After completion of their training, the nurses deployed to several theaters of operation. Louise Anthony, Boyle, Carlson, Grace Dunnam, Jocie French, Brooxie Mowery, Nagle, and Frances Sandstrom all went to Europe; the anonymous flight nurse, Hilda Chamberlain, Adele Edmonds, Holtz, Ilic, Jones, Alice Krieble, Nabors, Elizabeth Pukas, and Lucy Wilson went to the Pacific; Agnes Jensen, Morrey, and White began their tours in North Africa and the Mediterranean; and Newbeck flew in Alaska, Dorothy Vancil in Central Africa, Randy Rast in the China-Burma-India Theater, and Solomon in the North Atlantic. Their assignments represented at least fifteen of the thirty-one medical air evacuation transport Squadrons, later renamed medical air evacuation squadrons, activated during World War II; assignments sometimes changed so quickly that flight nurses were never quite sure to which squadron they belonged.Dunnam, Pukas, and Wilson were the chief nurses of their respective squadrons.

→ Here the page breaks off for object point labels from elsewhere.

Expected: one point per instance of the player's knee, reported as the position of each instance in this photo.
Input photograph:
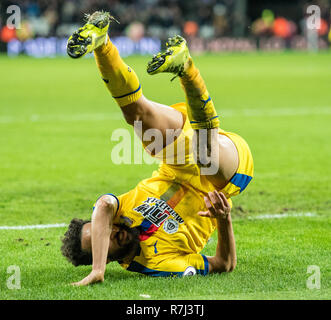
(132, 112)
(105, 201)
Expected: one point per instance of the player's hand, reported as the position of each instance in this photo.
(93, 277)
(217, 205)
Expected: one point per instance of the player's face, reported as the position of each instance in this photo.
(119, 237)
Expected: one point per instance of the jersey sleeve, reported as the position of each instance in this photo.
(173, 265)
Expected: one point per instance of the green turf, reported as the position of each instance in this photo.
(56, 120)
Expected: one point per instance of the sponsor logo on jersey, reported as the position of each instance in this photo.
(157, 211)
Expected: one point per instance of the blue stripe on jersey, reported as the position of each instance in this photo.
(241, 180)
(145, 225)
(206, 270)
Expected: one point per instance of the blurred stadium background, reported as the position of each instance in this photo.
(269, 77)
(210, 25)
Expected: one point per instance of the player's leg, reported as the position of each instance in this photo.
(200, 107)
(121, 80)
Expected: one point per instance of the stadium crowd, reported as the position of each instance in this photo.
(206, 19)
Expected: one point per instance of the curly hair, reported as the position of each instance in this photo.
(71, 244)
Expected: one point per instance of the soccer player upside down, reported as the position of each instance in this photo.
(160, 227)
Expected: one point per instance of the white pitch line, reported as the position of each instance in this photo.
(36, 226)
(258, 217)
(115, 116)
(282, 216)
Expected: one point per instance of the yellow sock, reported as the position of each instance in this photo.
(201, 110)
(120, 79)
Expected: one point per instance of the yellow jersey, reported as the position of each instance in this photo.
(165, 208)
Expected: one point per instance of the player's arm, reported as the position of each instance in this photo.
(225, 259)
(101, 226)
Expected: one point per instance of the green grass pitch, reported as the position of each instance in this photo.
(56, 120)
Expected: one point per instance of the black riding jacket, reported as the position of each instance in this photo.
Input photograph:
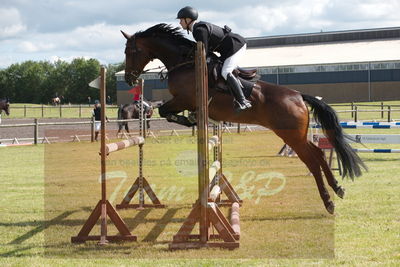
(217, 39)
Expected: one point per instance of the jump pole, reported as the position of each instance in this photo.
(205, 210)
(140, 185)
(103, 207)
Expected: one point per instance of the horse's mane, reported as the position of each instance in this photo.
(166, 31)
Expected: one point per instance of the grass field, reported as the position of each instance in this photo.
(48, 111)
(49, 191)
(18, 111)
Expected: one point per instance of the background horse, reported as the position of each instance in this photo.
(131, 111)
(278, 108)
(5, 105)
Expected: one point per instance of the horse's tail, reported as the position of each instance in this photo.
(327, 118)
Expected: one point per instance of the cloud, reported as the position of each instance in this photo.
(47, 29)
(10, 23)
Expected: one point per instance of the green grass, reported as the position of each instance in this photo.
(18, 111)
(48, 111)
(48, 191)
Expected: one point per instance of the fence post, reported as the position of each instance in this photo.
(92, 130)
(355, 113)
(36, 132)
(352, 109)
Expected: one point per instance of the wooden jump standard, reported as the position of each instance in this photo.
(205, 210)
(104, 207)
(140, 185)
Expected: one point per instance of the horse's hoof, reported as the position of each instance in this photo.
(340, 192)
(330, 207)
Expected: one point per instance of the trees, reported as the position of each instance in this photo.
(39, 82)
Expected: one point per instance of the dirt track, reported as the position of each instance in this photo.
(66, 132)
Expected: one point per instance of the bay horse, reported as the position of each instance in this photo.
(131, 111)
(276, 107)
(5, 105)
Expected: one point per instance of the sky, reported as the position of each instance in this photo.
(51, 30)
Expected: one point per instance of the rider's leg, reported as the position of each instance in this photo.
(229, 65)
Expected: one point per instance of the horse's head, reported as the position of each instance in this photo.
(136, 58)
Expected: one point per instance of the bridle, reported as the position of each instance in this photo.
(131, 49)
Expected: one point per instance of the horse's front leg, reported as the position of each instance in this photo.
(170, 110)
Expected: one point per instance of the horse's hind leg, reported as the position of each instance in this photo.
(333, 183)
(307, 154)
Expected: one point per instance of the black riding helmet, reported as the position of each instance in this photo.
(188, 12)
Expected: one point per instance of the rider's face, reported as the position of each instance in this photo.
(183, 23)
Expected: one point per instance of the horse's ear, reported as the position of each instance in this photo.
(127, 36)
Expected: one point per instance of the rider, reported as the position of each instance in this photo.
(231, 47)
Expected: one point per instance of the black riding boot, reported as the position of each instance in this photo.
(241, 103)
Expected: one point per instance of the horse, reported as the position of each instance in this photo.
(281, 109)
(131, 111)
(5, 105)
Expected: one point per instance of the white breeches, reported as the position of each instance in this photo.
(231, 62)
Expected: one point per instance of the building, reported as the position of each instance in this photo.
(340, 66)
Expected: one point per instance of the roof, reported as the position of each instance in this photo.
(325, 37)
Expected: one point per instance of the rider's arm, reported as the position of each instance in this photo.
(201, 34)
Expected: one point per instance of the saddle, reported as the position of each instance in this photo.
(247, 77)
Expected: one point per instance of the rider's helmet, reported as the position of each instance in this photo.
(188, 12)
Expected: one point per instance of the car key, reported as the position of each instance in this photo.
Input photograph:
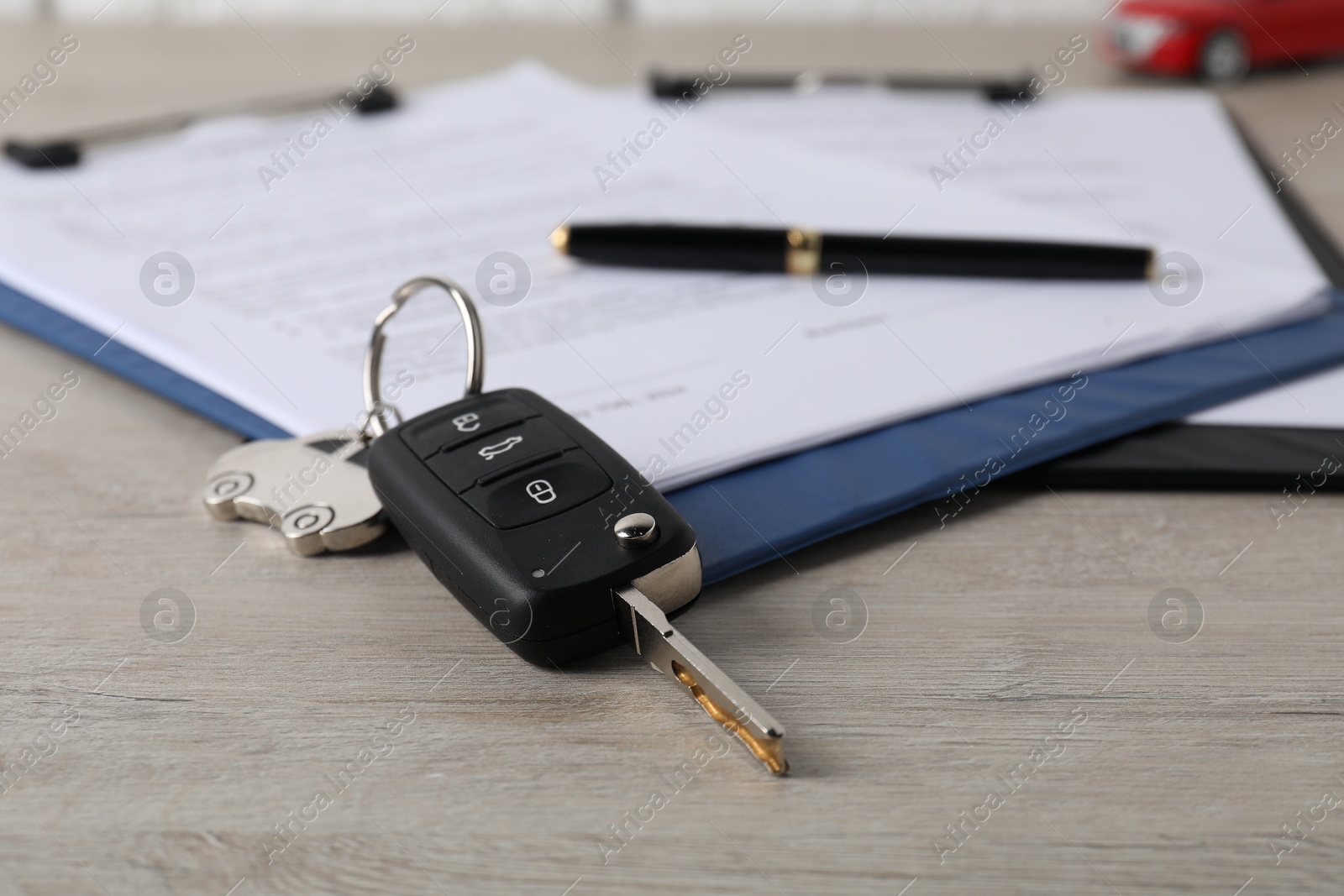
(549, 537)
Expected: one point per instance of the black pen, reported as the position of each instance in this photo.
(806, 253)
(665, 86)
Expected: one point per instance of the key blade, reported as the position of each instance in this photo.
(647, 629)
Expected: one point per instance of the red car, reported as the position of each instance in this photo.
(1221, 39)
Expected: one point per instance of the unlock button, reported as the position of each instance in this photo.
(539, 492)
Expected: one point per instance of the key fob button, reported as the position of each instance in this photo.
(539, 492)
(461, 468)
(461, 422)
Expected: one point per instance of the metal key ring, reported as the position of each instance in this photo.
(378, 409)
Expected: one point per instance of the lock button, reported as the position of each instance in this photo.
(460, 422)
(539, 492)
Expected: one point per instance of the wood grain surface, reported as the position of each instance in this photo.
(1008, 653)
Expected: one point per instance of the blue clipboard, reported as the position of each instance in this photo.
(759, 513)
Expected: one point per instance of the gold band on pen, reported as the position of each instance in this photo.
(803, 255)
(561, 238)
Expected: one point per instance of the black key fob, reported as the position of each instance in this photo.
(533, 521)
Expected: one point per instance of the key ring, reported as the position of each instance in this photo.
(376, 409)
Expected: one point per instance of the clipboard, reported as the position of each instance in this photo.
(759, 513)
(1184, 456)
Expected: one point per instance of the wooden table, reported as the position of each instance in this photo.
(1026, 617)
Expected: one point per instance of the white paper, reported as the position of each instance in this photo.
(289, 280)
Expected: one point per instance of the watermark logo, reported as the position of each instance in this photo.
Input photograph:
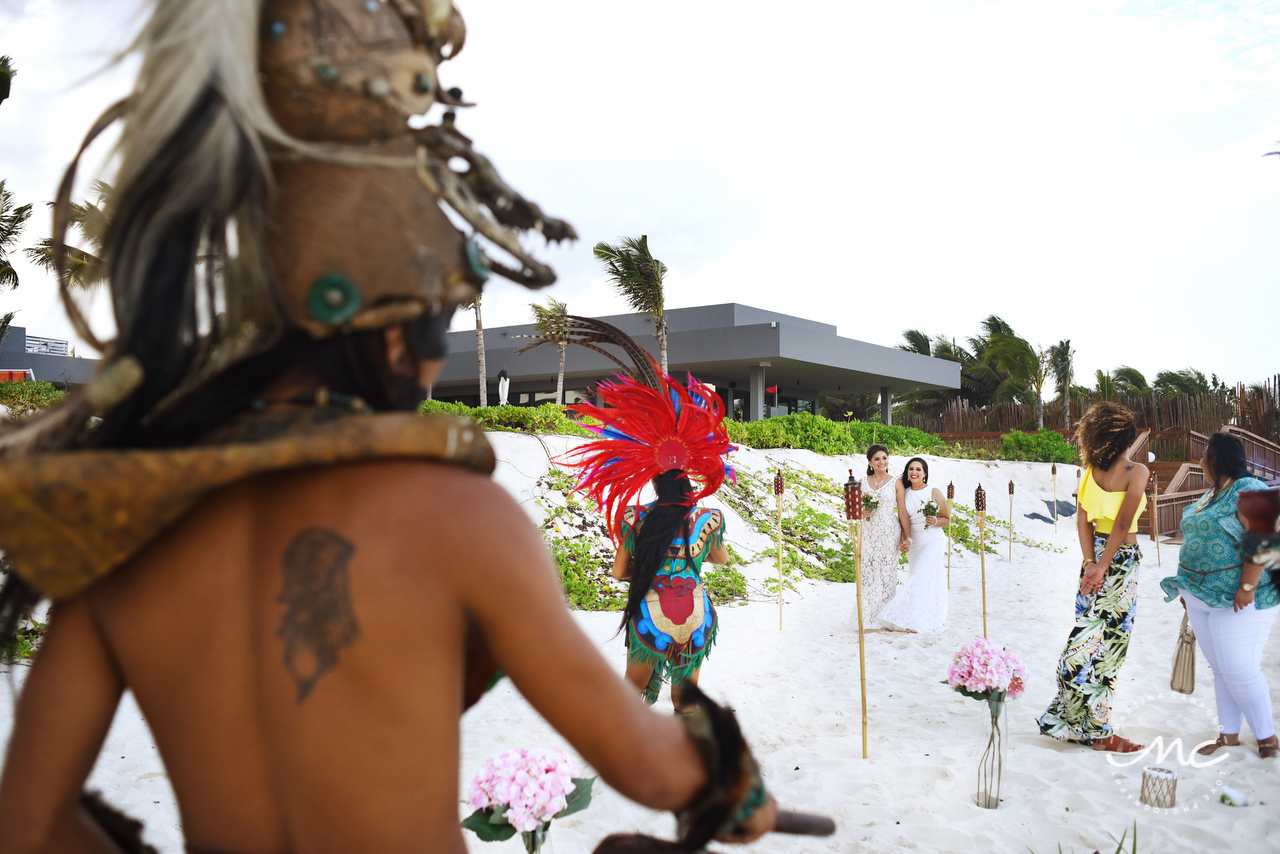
(1159, 750)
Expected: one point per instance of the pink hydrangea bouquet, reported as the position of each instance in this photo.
(986, 671)
(524, 790)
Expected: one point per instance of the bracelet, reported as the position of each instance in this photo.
(734, 790)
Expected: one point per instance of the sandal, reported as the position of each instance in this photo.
(1210, 749)
(1116, 744)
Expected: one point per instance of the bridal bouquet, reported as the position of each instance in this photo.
(524, 790)
(984, 671)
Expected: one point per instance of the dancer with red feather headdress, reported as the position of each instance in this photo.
(656, 432)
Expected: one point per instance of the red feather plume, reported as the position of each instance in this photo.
(647, 432)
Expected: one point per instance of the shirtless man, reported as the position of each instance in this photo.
(298, 631)
(275, 752)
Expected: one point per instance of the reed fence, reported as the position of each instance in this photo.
(1253, 409)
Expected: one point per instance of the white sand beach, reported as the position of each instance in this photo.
(796, 693)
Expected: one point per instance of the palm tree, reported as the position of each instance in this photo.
(7, 73)
(1106, 389)
(1027, 370)
(12, 222)
(552, 323)
(984, 375)
(1130, 380)
(1061, 364)
(85, 269)
(1184, 382)
(636, 274)
(474, 305)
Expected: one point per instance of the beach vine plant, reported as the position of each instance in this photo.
(814, 534)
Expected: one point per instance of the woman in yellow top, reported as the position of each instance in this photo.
(1112, 497)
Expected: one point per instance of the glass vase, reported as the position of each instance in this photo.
(535, 839)
(991, 743)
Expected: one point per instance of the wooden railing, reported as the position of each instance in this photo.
(1188, 478)
(1187, 446)
(1170, 506)
(1264, 457)
(1138, 450)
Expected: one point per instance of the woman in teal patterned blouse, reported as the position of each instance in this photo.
(1230, 613)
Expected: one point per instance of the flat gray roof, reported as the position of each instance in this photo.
(718, 345)
(59, 370)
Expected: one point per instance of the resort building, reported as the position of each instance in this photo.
(24, 356)
(760, 362)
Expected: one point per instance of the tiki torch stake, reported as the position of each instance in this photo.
(1155, 514)
(854, 514)
(951, 494)
(777, 491)
(1010, 521)
(1055, 497)
(979, 505)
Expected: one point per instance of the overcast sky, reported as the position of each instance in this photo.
(1089, 169)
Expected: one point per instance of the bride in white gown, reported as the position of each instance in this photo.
(920, 603)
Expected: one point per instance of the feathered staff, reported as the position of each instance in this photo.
(649, 424)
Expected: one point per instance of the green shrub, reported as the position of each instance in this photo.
(24, 643)
(723, 583)
(547, 418)
(1045, 446)
(585, 574)
(831, 438)
(30, 396)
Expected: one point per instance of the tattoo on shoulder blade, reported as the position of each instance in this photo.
(318, 620)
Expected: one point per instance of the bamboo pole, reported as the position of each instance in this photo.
(777, 492)
(1010, 521)
(951, 497)
(1054, 470)
(979, 505)
(854, 514)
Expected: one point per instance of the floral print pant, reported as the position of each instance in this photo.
(1095, 652)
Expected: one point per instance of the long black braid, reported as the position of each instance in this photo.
(667, 517)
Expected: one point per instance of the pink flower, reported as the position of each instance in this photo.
(984, 667)
(533, 785)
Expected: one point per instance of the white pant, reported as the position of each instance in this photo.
(1232, 642)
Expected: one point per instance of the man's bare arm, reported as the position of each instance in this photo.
(65, 709)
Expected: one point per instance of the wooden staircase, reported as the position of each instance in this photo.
(1182, 484)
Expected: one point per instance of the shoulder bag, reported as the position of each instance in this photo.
(1183, 679)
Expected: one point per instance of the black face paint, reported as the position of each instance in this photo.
(428, 333)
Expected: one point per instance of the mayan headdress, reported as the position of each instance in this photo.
(649, 424)
(269, 181)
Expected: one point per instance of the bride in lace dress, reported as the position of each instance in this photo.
(882, 540)
(920, 603)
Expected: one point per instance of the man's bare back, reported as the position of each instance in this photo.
(310, 621)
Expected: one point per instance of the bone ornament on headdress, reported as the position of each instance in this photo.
(269, 179)
(650, 424)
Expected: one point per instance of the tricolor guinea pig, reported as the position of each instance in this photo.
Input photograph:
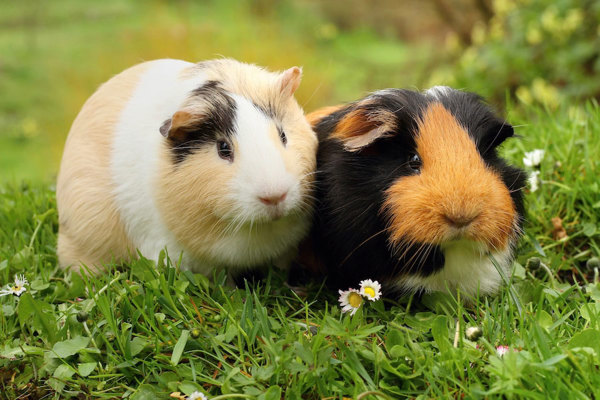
(213, 161)
(411, 191)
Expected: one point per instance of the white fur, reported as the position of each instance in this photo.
(467, 268)
(135, 154)
(254, 237)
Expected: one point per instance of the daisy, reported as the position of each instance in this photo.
(534, 180)
(502, 350)
(197, 396)
(370, 289)
(17, 289)
(473, 333)
(533, 158)
(350, 300)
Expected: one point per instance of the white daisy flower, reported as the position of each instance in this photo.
(534, 180)
(197, 396)
(502, 350)
(350, 300)
(473, 333)
(533, 158)
(370, 289)
(17, 289)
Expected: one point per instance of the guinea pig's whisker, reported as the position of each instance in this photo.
(364, 241)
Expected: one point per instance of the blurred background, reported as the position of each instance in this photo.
(516, 53)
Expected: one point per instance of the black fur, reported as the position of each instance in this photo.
(348, 233)
(218, 124)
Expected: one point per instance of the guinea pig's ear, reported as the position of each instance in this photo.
(289, 81)
(362, 126)
(317, 116)
(176, 127)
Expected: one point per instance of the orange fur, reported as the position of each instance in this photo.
(360, 127)
(454, 184)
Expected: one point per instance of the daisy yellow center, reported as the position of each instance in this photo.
(354, 299)
(369, 291)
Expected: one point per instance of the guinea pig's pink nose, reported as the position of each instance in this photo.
(273, 200)
(460, 220)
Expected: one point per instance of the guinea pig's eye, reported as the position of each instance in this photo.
(282, 136)
(415, 163)
(224, 149)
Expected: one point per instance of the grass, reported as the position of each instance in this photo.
(54, 54)
(148, 330)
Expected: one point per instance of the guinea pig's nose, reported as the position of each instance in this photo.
(459, 220)
(273, 199)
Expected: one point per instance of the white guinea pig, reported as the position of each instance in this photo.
(213, 161)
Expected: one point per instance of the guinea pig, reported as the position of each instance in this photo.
(411, 192)
(213, 162)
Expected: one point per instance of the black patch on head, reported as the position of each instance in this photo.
(217, 122)
(268, 110)
(349, 230)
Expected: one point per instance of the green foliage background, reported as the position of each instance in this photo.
(145, 331)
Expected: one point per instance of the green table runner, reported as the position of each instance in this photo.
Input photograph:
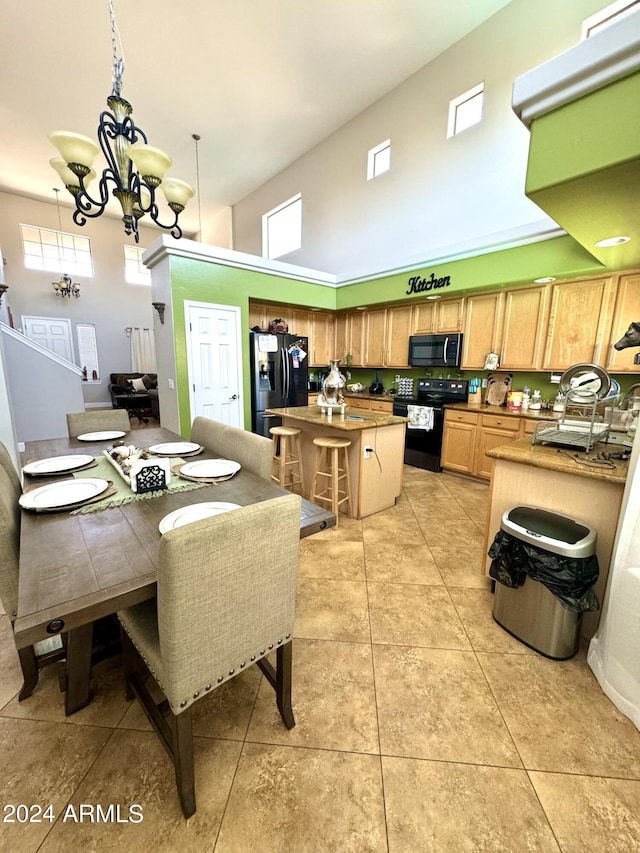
(105, 471)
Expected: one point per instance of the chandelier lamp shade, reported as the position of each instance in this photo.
(135, 170)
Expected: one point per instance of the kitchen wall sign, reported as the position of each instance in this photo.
(419, 285)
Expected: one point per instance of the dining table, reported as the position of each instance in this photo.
(78, 566)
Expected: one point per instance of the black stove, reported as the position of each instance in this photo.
(423, 443)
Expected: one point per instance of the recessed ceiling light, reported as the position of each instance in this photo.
(612, 241)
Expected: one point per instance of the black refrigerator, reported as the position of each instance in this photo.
(279, 374)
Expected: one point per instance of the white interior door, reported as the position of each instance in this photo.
(214, 353)
(50, 332)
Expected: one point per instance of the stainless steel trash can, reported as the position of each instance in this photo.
(531, 613)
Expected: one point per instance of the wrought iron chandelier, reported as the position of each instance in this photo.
(135, 168)
(66, 287)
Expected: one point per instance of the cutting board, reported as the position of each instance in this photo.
(498, 386)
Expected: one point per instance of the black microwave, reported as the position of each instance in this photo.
(435, 350)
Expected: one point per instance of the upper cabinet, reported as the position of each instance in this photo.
(482, 329)
(579, 323)
(525, 325)
(627, 311)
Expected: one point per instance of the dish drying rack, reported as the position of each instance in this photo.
(580, 425)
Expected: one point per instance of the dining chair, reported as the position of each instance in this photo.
(101, 419)
(30, 661)
(253, 452)
(225, 600)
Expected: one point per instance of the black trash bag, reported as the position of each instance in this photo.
(569, 579)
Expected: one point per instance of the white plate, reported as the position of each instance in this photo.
(106, 435)
(195, 512)
(57, 464)
(210, 468)
(63, 493)
(174, 448)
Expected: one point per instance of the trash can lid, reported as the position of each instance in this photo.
(550, 531)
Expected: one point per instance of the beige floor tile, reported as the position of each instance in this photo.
(461, 566)
(333, 700)
(440, 806)
(336, 560)
(590, 814)
(435, 703)
(559, 717)
(306, 801)
(463, 532)
(10, 673)
(401, 562)
(42, 764)
(332, 610)
(413, 615)
(474, 608)
(106, 708)
(134, 769)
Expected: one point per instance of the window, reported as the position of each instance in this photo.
(135, 271)
(87, 350)
(465, 110)
(282, 228)
(607, 16)
(55, 251)
(379, 159)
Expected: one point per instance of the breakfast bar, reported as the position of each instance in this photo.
(376, 454)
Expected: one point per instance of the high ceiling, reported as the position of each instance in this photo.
(262, 83)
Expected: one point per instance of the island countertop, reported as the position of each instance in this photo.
(353, 419)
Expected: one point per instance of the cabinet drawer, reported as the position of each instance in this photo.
(501, 422)
(458, 417)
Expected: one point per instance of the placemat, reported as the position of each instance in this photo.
(123, 494)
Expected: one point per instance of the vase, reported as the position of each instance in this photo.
(333, 385)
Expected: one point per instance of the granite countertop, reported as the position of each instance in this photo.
(563, 459)
(313, 415)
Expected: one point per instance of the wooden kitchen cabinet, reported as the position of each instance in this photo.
(579, 323)
(482, 328)
(459, 441)
(524, 329)
(627, 310)
(375, 326)
(398, 330)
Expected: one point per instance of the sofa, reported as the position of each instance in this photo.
(135, 392)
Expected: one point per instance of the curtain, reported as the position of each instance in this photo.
(143, 351)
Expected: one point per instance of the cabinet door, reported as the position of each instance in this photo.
(579, 320)
(525, 324)
(482, 328)
(449, 315)
(398, 329)
(627, 311)
(458, 447)
(374, 337)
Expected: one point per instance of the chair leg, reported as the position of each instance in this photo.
(183, 761)
(29, 665)
(284, 659)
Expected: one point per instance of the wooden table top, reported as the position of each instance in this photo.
(77, 568)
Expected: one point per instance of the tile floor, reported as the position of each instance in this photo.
(421, 725)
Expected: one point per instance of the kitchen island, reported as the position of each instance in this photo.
(558, 479)
(376, 475)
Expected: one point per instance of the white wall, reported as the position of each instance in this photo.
(440, 193)
(106, 300)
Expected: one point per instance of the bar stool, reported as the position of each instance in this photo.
(328, 465)
(286, 463)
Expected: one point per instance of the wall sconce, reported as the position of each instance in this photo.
(160, 306)
(66, 287)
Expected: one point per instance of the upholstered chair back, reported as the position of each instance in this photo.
(226, 596)
(253, 452)
(97, 421)
(9, 533)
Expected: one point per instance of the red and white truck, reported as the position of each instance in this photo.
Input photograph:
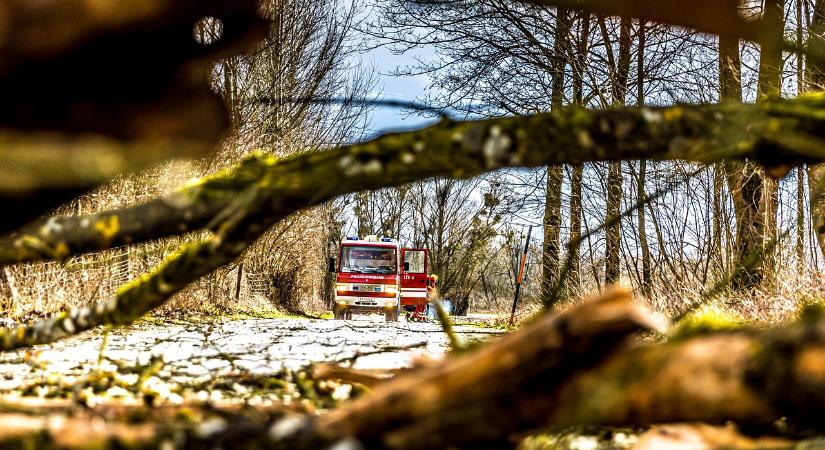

The nurses gave many reasons for joining the Army Nurse Corps and volunteering for flight nurse duty. Ilic and Mowery had wanted to be flight attendants, but those plans fell through when the airlines stopped hiring nurses, who were urgently needed in the military, at the beginning of the war.6 For these two women, flight nursing was a logical plan B. For Jensen the chance to travel and see the world provided the incentive; Solomon, who had to help support her mother, appreciated the financial security of army pay, which she said was $150 a month at the time. Newbeck, who had two brothers in the service, felt that she should be in the service too, and air evacuation meant flying, something she really loved.7 But by far the leading motive was one’s patriotic duty. It was not a question of whether to volunteer for military service, said Carlson. Men were drafted, but everyone did what they could. “And if your training put you in a spot like being in the Army Nurse Corps, this is where you went.”8

That military flight nursing was an option for them had much to do with the exigencies of a war that separated casualties from medical facilities able to treat them. But flight nursing itself had appeared in the previous decade in the civilian sector as ANCOA. Because of that organization’s attempts to forge a military link, and because some ANCOA nurses, Newbeck among them, traded their civilian wings for those of the army air forces, the story of flight nursing begins with the events that foreshadowed the program in which army nurses participated.

 

Notes

  1. Ethel Carlson Ceresale, interview with author.
  2. Ibid.
  3. Dorothy White Errair, interview with author.
  4. Carlson, interview with author; Ivalee (Lee) Holtz, interview with author; Helena Ilic Tynan, interview with author; Sara Ann (Sally) Jones Sharp, interview with author; Mary Eileen Newbeck Christian, interview with author; White Errair, interview with author; Josephine (Jo) Malito Nabors, interview with author; Blanche Solomon Creesy, interview with author; Clara Morrey Murphy, interview with author; Jenevieve (Jenny) Boyle Silk, interview with author.
  5. Newbeck Christian, interview with author.
  6. Ilic Tynan, interview with author; Brooxie Mowery Unick, interview with author.
  7. Agnes Jensen Mangerich, interview with author; Solomon Creesy, interview with author; Newbeck Christian, interview with author; Carlson Cerasale, interview with author.
  8. Carlson Ceresale, interview with author.